Economic uncertainty in Toronto’s real estate market was named as the main reason for the withdrawal. According to Sidewalk Labs CEO Dan Doctoroff, it would be near-impossible to at this stage of the game ensure that the five-hectare project remains financially viable throughout. The only way in which some semblance of viability can be achieved, said Doctoroff, is if Sidewalk were to forgo core parts of its development plan – something the company is by no means willing to do.

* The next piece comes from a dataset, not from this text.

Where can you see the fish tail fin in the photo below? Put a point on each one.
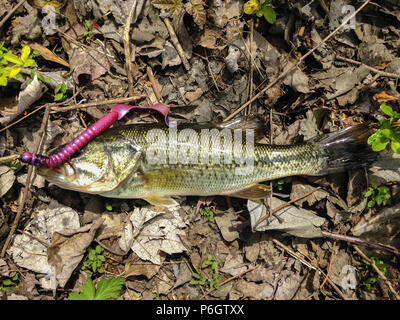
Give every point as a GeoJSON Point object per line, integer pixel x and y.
{"type": "Point", "coordinates": [345, 149]}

Waterfront Toronto’s Response
Tripartite agency Waterfront Toronto has since released a media declaration of its own in response to Sidewalk’s statement of withdrawal, thanking Google and its Sidewalk Labs team for the ongoing commitment the company had shown to the future of Toronto and its inhabitants. Waterfront chairman Stephen Diamond emphasised the fact that the eventual outcome was not the one the organisation had been hoping for. He expressed tanks to Sidewalk as well as to its employees for what he referred to as a great deal of effort, vision and many commitments made throughout the course of the past 3 years.
The relationship between Sidewalk Labs and Waterfront Toronto was everything but smooth sailing. In fact, it was more often than not drowning in controversy and rocky decision-making. The local community had on various occasions expressed its disapproval of what it considered an American corporation looking to make money off of prime Canadian real estate.
The Privacy Conundrum
Sidewalk Labs in 2017 obtained the rights to come up with a development proposal for 5 hectares of prime lakefront Toronto Waterfront real estate. The land was at the time completely undeveloped and free from transit and other infrastructure.
Critics immediately stated mass unhappiness related mainly to privacy concerns. In order to turn the area into a smart city, Sidewalk would be installing various sensors and movement-tracking devices throughout the entire neighbourhood. Some others were of the opinion that Sidewalk had in fact acquired an area spanning 77 hectares instead of only 5.
The project involved creating affordable housing, environmental sustainability and at least 44,000 jobs.